The estimated number of Chinese-American population in the United States in 2016 stood at 5.08 million, marking the largest Asian group in the country, according to a revised report released by the U.S. Census Bureau on Tuesday.
The estimated number of Asian alone or in combination residents in the United States in 2016 came in at 21.4 million, said the report.
May notches the Asian American and Pacific Islander Heritage Month in the United States. On Monday, U.S. President Donald Trump proclaimed May 2018 as Asian American and Pacific Islander Heritage Month.
"Americans of Asian and Pacific Islander descent have contributed immeasurably to our Nation's development and diversity as a people. During Asian American and Pacific Islander Heritage Month, we recognize their tremendous contributions, which have helped strengthen our communities, industries, Armed Forces, national security, and institutions of governance," the president said in a statement.
Through their industriousness and love of country, our nation has enjoyed the privileges and enrichments of multiple innovations and societal advancements, he added.

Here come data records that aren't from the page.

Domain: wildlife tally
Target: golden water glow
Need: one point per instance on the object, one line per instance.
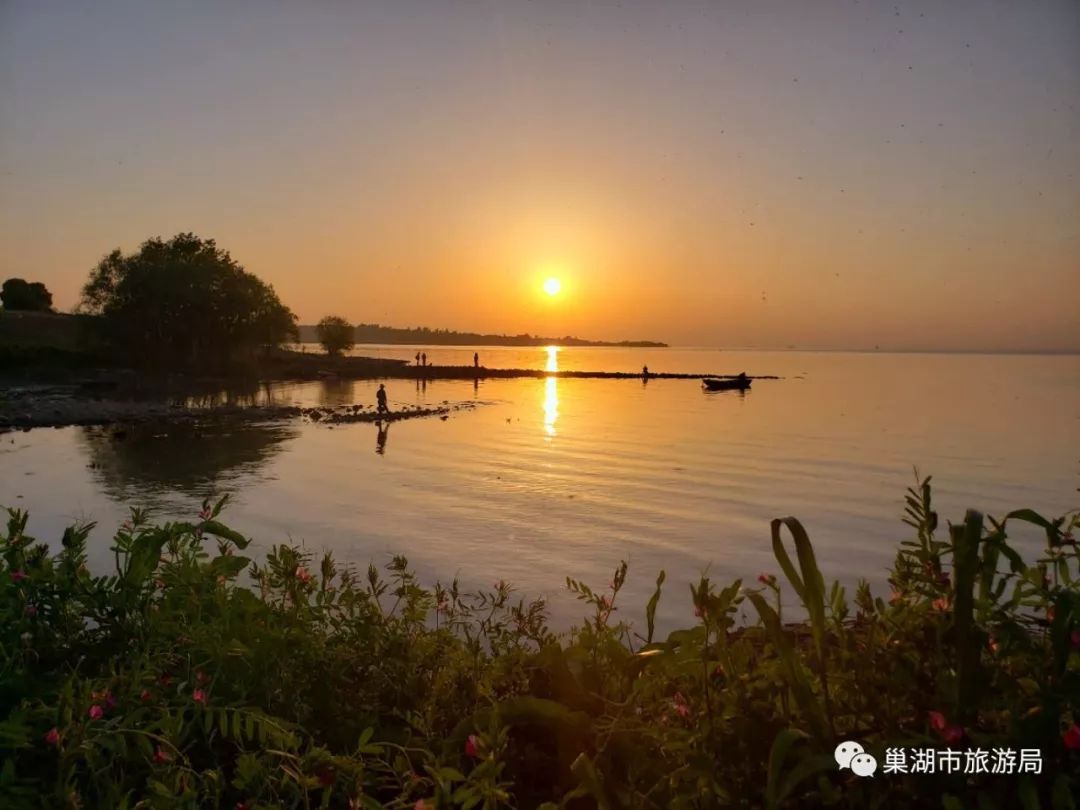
(551, 392)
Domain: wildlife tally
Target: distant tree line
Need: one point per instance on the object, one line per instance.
(24, 296)
(185, 304)
(366, 333)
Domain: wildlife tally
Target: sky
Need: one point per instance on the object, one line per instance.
(732, 173)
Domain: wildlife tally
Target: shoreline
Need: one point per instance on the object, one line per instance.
(68, 412)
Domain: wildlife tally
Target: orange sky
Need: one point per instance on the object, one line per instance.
(716, 174)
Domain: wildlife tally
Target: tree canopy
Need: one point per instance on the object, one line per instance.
(185, 304)
(336, 335)
(18, 294)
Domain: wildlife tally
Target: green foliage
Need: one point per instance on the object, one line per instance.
(194, 676)
(18, 294)
(185, 304)
(336, 335)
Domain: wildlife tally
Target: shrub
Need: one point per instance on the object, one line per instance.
(336, 335)
(185, 302)
(17, 294)
(192, 676)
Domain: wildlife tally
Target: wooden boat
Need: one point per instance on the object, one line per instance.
(736, 383)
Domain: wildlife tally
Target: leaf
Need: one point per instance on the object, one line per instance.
(219, 529)
(650, 608)
(228, 566)
(781, 743)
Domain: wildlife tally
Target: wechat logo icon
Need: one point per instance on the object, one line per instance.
(850, 754)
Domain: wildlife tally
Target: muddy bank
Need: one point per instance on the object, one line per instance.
(26, 409)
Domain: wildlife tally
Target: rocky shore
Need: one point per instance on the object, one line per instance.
(24, 409)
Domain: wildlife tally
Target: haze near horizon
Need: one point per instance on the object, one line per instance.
(831, 175)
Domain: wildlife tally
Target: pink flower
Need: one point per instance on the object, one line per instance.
(1071, 738)
(953, 734)
(937, 720)
(679, 704)
(472, 746)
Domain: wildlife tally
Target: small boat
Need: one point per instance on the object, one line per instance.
(736, 383)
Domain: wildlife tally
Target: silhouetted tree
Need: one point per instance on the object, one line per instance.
(18, 294)
(336, 335)
(185, 302)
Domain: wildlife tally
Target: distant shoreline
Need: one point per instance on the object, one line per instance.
(366, 334)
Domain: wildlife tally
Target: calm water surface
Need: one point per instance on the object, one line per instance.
(555, 477)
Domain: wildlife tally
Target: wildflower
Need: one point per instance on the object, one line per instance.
(1071, 738)
(472, 746)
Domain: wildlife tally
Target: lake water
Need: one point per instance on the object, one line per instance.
(563, 477)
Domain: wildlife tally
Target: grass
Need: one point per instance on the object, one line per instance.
(194, 676)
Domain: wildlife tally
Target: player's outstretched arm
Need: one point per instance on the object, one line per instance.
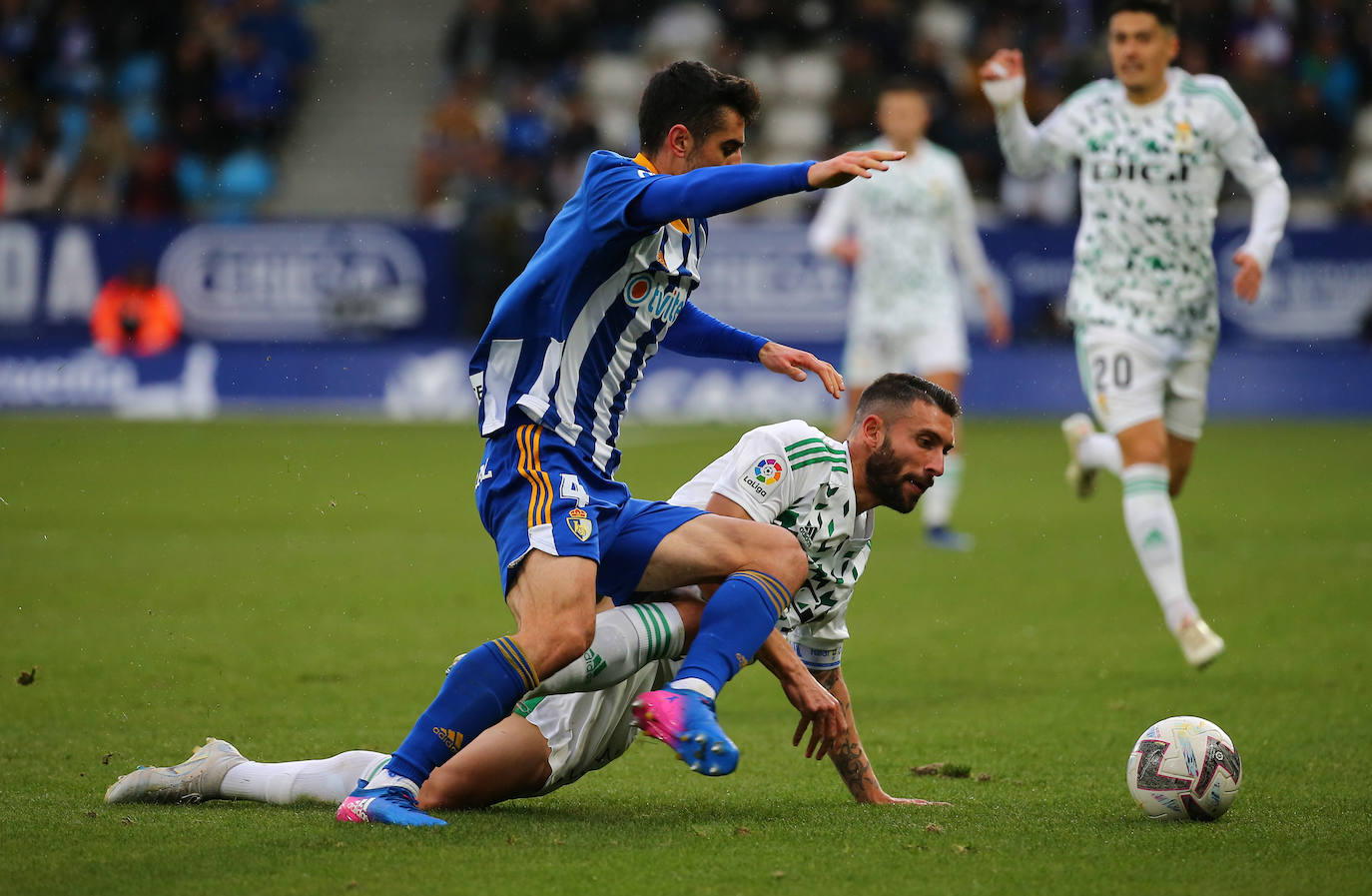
(848, 755)
(841, 169)
(815, 704)
(1028, 154)
(793, 363)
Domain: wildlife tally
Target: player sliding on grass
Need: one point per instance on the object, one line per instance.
(1154, 143)
(788, 473)
(553, 372)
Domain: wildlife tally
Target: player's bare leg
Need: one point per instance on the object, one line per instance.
(938, 503)
(505, 762)
(1180, 452)
(758, 568)
(1151, 523)
(553, 599)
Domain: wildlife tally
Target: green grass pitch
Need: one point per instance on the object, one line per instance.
(298, 588)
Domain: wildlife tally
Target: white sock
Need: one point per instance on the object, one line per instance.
(1156, 538)
(936, 503)
(385, 778)
(1100, 450)
(627, 638)
(324, 779)
(697, 685)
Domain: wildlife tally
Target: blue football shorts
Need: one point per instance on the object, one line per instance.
(535, 491)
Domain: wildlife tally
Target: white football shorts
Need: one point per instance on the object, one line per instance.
(587, 731)
(1130, 379)
(935, 346)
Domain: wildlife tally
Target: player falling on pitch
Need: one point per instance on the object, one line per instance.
(1154, 143)
(553, 372)
(906, 311)
(788, 473)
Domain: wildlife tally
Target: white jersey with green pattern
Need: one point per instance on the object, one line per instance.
(910, 224)
(1150, 182)
(793, 474)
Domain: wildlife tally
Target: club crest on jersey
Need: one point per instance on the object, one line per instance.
(765, 473)
(579, 523)
(661, 300)
(1184, 138)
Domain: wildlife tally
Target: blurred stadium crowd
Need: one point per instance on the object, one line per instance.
(176, 107)
(146, 109)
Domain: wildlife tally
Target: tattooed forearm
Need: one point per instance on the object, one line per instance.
(855, 770)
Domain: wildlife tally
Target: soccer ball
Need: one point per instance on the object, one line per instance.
(1184, 768)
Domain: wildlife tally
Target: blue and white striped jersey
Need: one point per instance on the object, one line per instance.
(568, 339)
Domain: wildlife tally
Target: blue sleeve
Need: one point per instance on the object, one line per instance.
(704, 337)
(710, 191)
(609, 186)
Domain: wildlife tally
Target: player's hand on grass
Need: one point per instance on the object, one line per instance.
(1249, 278)
(885, 799)
(793, 363)
(821, 709)
(841, 169)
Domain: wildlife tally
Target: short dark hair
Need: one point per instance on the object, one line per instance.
(905, 85)
(1166, 11)
(694, 95)
(895, 392)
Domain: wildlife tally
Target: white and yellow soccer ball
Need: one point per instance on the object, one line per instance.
(1184, 768)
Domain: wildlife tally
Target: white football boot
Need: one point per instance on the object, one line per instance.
(1081, 479)
(195, 779)
(1198, 642)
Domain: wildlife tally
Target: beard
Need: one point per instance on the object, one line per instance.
(888, 484)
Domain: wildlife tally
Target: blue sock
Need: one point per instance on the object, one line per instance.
(736, 621)
(479, 690)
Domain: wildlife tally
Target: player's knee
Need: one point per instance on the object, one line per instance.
(782, 557)
(557, 643)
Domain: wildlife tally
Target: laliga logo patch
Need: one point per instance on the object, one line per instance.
(638, 289)
(767, 470)
(765, 473)
(451, 740)
(1184, 138)
(579, 523)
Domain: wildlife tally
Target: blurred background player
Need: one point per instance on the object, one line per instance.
(135, 315)
(891, 457)
(553, 374)
(1154, 143)
(906, 308)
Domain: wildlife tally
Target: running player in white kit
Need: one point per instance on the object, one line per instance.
(906, 309)
(1154, 143)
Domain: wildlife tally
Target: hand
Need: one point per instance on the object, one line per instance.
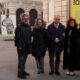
(57, 40)
(20, 48)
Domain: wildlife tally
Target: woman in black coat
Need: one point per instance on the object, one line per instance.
(39, 45)
(70, 48)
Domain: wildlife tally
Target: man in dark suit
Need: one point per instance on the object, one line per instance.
(23, 44)
(55, 36)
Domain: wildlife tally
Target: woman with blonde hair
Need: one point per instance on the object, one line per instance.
(39, 45)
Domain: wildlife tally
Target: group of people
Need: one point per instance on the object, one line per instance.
(56, 38)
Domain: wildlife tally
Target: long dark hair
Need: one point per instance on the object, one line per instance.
(69, 20)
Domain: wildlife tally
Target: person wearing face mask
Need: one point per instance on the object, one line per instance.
(39, 44)
(23, 44)
(55, 35)
(71, 58)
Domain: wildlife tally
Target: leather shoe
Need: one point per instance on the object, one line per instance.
(25, 73)
(57, 72)
(22, 76)
(51, 73)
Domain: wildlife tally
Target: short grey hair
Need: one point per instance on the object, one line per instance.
(23, 15)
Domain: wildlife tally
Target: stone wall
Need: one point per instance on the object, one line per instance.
(56, 7)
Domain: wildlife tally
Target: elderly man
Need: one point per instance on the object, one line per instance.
(55, 35)
(23, 44)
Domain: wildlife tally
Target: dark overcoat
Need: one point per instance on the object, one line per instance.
(39, 43)
(53, 33)
(71, 59)
(23, 37)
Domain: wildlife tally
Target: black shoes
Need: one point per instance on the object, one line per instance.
(26, 74)
(57, 72)
(42, 72)
(51, 73)
(22, 76)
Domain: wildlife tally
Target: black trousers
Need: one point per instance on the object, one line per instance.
(54, 61)
(21, 61)
(40, 64)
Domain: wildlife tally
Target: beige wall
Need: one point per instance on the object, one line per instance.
(26, 6)
(56, 7)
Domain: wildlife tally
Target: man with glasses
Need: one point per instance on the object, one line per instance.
(23, 44)
(55, 36)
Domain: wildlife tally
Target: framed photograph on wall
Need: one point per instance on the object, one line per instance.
(8, 25)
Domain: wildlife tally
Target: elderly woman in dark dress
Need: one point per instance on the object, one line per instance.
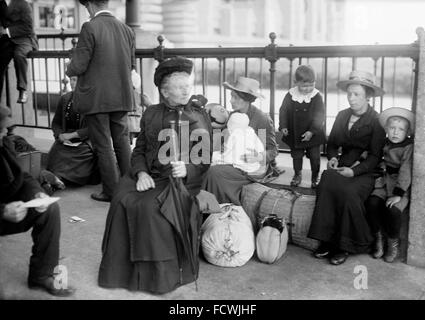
(339, 219)
(71, 158)
(139, 246)
(225, 181)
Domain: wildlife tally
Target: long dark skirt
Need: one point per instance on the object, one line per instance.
(340, 215)
(75, 164)
(139, 245)
(225, 182)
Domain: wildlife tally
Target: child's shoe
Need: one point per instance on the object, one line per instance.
(314, 183)
(378, 248)
(296, 180)
(392, 250)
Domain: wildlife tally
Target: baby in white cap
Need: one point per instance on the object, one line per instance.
(242, 140)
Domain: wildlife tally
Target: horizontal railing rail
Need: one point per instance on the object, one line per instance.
(273, 65)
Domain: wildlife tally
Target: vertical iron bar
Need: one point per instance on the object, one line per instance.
(220, 84)
(291, 67)
(338, 79)
(415, 85)
(141, 78)
(261, 72)
(246, 67)
(234, 70)
(375, 71)
(34, 94)
(382, 82)
(354, 63)
(272, 88)
(47, 91)
(224, 80)
(7, 80)
(325, 87)
(60, 76)
(394, 76)
(203, 76)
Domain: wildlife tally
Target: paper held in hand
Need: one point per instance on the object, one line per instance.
(71, 144)
(38, 202)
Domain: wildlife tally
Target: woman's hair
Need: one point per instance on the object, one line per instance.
(246, 96)
(305, 73)
(4, 113)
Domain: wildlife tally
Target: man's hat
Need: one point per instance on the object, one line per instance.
(171, 65)
(397, 112)
(84, 2)
(5, 118)
(246, 85)
(363, 78)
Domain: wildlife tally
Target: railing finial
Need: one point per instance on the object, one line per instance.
(159, 50)
(272, 37)
(160, 39)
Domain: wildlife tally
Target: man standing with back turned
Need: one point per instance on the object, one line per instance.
(103, 61)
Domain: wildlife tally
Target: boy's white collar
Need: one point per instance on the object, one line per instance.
(297, 96)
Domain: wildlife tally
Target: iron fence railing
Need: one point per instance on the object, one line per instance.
(394, 66)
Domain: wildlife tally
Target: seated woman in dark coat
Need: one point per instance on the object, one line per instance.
(71, 158)
(140, 249)
(225, 181)
(339, 219)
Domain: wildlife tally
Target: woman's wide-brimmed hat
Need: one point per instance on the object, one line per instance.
(171, 65)
(84, 2)
(363, 78)
(246, 85)
(399, 112)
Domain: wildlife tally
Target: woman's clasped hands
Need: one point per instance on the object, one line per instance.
(145, 181)
(344, 171)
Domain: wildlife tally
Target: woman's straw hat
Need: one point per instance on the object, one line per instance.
(171, 65)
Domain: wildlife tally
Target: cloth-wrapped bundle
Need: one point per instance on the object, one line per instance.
(228, 237)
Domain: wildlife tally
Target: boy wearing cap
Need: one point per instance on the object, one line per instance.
(390, 196)
(103, 62)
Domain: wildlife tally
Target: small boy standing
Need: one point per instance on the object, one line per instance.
(391, 194)
(301, 121)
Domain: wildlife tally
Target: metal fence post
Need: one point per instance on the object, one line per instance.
(416, 246)
(158, 52)
(270, 54)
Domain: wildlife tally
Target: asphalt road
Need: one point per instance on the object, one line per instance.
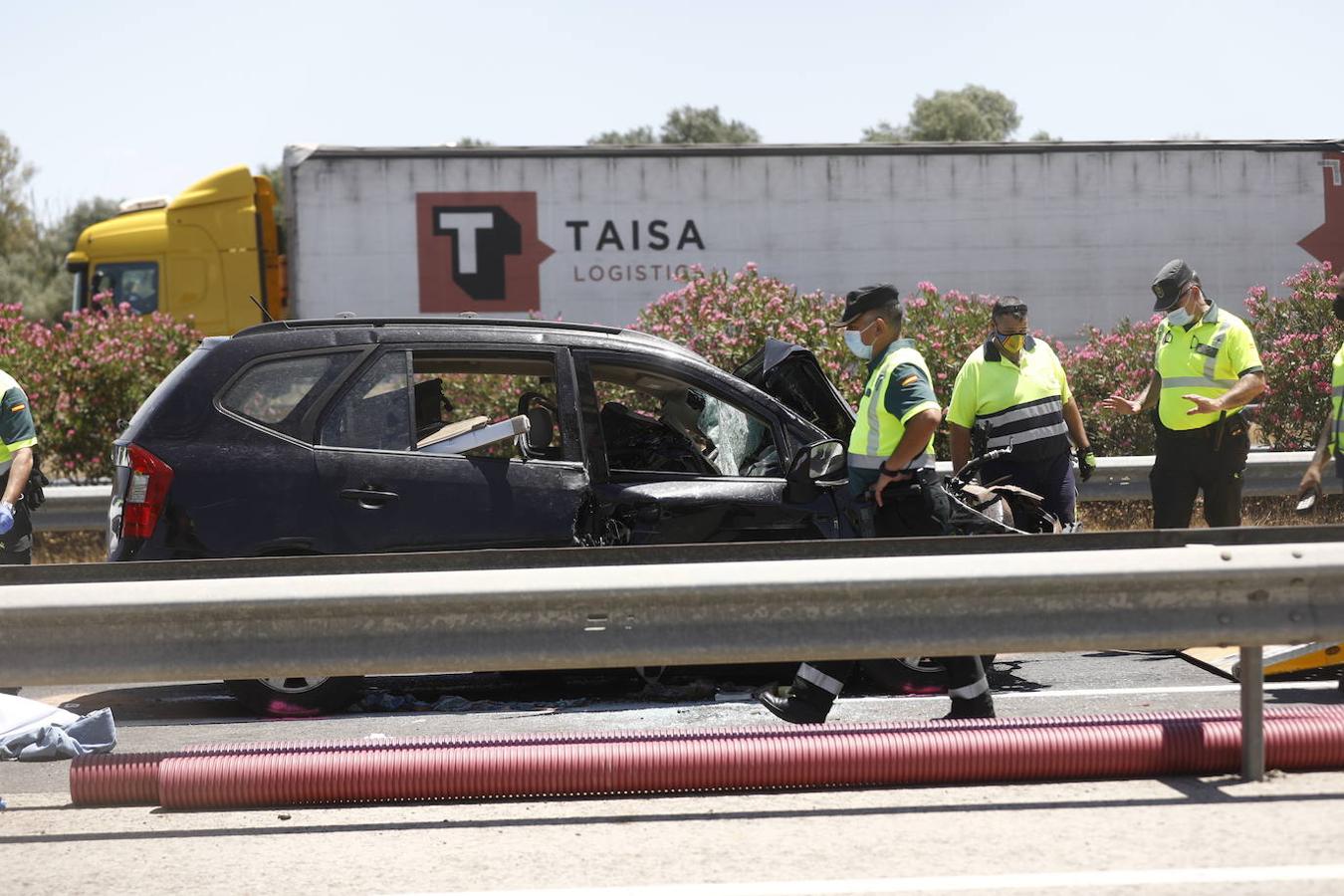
(1205, 835)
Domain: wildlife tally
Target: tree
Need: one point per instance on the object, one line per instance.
(886, 133)
(684, 125)
(18, 227)
(634, 135)
(971, 113)
(691, 125)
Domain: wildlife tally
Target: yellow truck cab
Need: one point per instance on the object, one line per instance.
(198, 256)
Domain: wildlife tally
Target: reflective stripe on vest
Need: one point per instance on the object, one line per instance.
(876, 433)
(1035, 427)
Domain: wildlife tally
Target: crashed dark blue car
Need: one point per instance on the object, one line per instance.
(359, 435)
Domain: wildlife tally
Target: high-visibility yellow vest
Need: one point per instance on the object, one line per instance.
(1018, 404)
(1337, 406)
(1206, 358)
(878, 430)
(16, 429)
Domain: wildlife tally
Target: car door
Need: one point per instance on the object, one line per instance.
(648, 484)
(388, 485)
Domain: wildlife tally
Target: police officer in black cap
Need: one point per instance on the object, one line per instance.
(891, 465)
(1206, 369)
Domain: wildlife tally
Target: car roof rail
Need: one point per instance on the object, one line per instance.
(468, 319)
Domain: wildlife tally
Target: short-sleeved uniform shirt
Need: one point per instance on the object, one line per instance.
(1017, 403)
(1202, 357)
(16, 429)
(906, 392)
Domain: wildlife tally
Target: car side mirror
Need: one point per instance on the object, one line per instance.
(821, 461)
(523, 443)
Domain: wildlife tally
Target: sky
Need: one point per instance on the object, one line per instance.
(133, 99)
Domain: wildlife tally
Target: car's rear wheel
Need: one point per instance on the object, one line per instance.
(913, 675)
(298, 695)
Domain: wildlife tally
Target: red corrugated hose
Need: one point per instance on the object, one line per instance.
(678, 761)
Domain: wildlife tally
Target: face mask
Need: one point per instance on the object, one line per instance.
(853, 341)
(1179, 318)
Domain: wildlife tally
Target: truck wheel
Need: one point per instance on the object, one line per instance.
(296, 696)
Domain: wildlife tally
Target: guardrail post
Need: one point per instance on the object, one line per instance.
(1251, 675)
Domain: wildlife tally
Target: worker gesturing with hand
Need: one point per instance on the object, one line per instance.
(1206, 368)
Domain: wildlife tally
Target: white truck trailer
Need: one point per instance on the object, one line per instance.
(595, 233)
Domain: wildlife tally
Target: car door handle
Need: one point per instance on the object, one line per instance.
(368, 497)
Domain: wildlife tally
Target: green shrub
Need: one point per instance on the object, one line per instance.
(1297, 336)
(1118, 360)
(87, 373)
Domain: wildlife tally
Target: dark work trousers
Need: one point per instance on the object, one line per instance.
(1051, 479)
(906, 512)
(16, 545)
(1193, 462)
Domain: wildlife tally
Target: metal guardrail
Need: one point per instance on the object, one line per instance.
(54, 631)
(1117, 479)
(668, 612)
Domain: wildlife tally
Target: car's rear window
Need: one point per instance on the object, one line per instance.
(277, 392)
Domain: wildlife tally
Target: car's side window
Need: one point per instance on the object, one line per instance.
(375, 411)
(277, 392)
(653, 421)
(477, 403)
(450, 403)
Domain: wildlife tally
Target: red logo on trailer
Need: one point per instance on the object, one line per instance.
(1327, 242)
(479, 253)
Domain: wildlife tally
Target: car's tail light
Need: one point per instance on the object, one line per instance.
(146, 493)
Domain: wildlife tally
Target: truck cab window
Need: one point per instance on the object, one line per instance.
(136, 284)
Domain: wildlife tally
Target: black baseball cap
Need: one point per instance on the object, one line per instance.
(1009, 305)
(1171, 280)
(864, 300)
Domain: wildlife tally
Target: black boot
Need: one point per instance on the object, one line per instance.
(806, 704)
(982, 707)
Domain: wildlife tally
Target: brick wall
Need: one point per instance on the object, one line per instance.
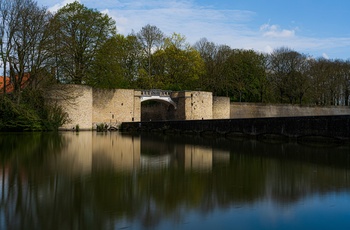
(112, 106)
(76, 101)
(221, 107)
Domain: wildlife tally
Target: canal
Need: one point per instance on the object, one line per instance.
(114, 180)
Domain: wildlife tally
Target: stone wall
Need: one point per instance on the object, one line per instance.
(221, 107)
(112, 106)
(89, 107)
(76, 101)
(199, 106)
(254, 110)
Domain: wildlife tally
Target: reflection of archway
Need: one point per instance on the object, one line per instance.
(155, 110)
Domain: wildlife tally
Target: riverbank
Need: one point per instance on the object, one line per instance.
(321, 128)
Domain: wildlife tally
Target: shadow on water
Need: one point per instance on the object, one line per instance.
(91, 180)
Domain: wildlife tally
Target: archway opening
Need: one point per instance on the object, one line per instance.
(157, 110)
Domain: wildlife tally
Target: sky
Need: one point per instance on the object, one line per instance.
(319, 28)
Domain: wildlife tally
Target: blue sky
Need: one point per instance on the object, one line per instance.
(317, 28)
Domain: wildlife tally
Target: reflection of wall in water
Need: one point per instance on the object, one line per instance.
(116, 151)
(86, 151)
(198, 157)
(76, 155)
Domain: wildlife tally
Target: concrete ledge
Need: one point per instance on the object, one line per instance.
(336, 127)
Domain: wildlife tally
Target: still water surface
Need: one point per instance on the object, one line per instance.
(92, 180)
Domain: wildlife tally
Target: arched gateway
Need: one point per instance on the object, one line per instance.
(157, 95)
(88, 107)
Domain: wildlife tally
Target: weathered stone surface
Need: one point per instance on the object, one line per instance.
(88, 108)
(337, 127)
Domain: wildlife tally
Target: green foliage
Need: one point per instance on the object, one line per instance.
(32, 114)
(77, 33)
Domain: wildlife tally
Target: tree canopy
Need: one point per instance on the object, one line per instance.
(78, 45)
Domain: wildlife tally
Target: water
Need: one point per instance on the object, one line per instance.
(91, 180)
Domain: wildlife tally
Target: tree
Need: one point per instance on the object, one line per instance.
(23, 33)
(246, 76)
(77, 34)
(116, 63)
(177, 66)
(288, 71)
(151, 39)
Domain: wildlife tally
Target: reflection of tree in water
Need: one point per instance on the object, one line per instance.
(34, 196)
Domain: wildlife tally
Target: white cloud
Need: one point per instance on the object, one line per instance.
(60, 5)
(275, 31)
(238, 29)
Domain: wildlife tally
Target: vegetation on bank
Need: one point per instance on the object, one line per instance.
(78, 45)
(31, 114)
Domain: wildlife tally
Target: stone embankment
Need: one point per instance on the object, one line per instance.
(328, 127)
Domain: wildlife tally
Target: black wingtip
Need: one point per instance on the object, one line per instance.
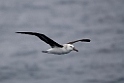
(85, 40)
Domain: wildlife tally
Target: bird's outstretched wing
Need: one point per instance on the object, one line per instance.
(82, 40)
(44, 38)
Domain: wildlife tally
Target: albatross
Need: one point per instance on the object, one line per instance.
(56, 48)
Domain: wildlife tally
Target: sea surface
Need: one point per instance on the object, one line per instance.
(100, 61)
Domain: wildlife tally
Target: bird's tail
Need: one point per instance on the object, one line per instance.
(45, 51)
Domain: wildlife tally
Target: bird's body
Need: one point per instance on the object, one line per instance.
(55, 47)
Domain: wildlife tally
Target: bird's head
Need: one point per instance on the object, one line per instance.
(71, 47)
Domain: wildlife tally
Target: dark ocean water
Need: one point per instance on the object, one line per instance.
(101, 61)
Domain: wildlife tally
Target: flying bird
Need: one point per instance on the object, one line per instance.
(55, 47)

In 1978, a joint congressional resolution established Asian/Pacific American Heritage Week. The first 10 days of May were chosen to coincide with two important milestones in Asian/Pacific American history: the arrival in the United States of the first Japanese immigrants (May 7, 1843) and contributions of Chinese workers to the building of the transcontinental railroad, completed May 10, 1869.
In 1992, Congress expanded the observance to a month-long celebration that is now known as Asian-American and Pacific Islander Heritage Month. Per a 1997 U.S. Office of Management and Budget directive, the Asian or Pacific Islander racial category was separated into two categories: one being Asian and the other Native Hawaiian and Other Pacific Islander.